In a significant breakthrough, researchers have successfully combined volumetric bioprinting with melt electrowriting for the first time, as revealed in a study published in Advanced Materials. Led by the biofabrication lab of Regenerative Medicine Center Utrecht (RMCU), this innovative approach merges the speed and cell-friendly nature of volumetric printing with the structural strength required for the creation of functional blood vessels.
Volumetric printing, a technique pioneered by the RMCU biofabrication lab in 2019, offers rapid printing while enabling cells to survive the process. However, the resulting prints lack structural integrity due to the use of cell-friendly gels. This poses a challenge for blood vessels, which must endure high pressures and bending. To overcome this limitation, researchers aimed to combine volumetric bioprinting with melt electrowriting.
Melt electrowriting is a highly precise 3D printing method that utilizes a narrow filament of molten biodegradable plastic. It can produce intricate scaffolds with excellent mechanical strength capable of withstanding external forces. However, the high temperatures involved prevent the direct printing of cells. To address this, volumetric bioprinting was employed to solidify cell-laden gels onto the scaffolds.
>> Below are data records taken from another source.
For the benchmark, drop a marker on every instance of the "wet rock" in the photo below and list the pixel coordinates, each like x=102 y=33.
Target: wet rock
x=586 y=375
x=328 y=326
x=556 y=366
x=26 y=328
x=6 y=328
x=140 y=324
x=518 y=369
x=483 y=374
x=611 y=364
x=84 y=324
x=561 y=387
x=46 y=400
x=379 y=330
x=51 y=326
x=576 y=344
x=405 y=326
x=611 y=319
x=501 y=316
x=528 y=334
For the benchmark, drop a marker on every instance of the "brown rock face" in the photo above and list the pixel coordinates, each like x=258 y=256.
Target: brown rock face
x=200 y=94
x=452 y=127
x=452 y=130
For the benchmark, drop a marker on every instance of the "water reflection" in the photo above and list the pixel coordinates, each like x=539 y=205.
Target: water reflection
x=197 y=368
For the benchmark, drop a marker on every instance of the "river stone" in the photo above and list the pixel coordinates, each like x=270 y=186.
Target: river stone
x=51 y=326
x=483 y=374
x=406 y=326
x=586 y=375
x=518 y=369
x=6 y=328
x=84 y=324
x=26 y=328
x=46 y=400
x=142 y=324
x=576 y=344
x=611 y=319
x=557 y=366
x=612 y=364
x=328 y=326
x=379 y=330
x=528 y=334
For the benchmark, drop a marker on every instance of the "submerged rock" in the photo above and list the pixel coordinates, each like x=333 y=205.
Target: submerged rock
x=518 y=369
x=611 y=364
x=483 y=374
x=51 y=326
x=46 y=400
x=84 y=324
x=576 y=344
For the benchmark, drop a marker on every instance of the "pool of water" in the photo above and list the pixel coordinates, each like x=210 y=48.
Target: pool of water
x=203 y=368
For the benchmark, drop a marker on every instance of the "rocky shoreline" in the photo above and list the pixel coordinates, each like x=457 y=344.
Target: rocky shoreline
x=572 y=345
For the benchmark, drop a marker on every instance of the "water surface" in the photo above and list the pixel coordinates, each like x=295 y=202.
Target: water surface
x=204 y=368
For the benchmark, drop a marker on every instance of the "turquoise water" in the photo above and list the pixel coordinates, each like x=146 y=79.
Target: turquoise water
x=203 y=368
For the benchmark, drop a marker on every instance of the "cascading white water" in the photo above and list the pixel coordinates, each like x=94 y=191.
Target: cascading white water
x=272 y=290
The process begins by creating a tubular scaffold using melt electrowriting, followed by submerging it into a vial containing photoactive gel and placing it in the volumetric bioprinter. The printer’s laser selectively solidifies the gel within, on, and/or around the scaffold. First author Gabriël Größbacher explains the challenge of aligning the scaffold perfectly in the vial, stating that any deviation from the center would misalign the volumetric print. The team achieved precise centering by printing the scaffold on a mandrel customized to fit the vial.
In the study, Größbacher and colleagues tested different scaffold thicknesses, resulting in tubes of varying strength. They also explored different placements of the bioprinted gels—either on the inner side, inside the scaffold, or on the outside. By using two distinctively labeled stem cells, the researchers successfully printed a proof-of-concept blood vessel with two layers of stem cells and seeded epithelial cells in the center to cover the vessel’s lumen. The design even allowed for the incorporation of holes in the vessel’s side, enabling controlled permeability for blood functionality. The team further created complex structures such as forked vessels and vessels with functional venous valves to maintain unidirectional flow.
According to Größbacher, this study serves as a proof of principle. The next step involves replacing the stem cells with functional cells found in actual blood vessels, including muscle cells and fibrous tissue surrounding the epithelial cells. The ultimate goal is to successfully bioprint a functional blood vessel, marking a significant advancement in the field of regenerative medicine.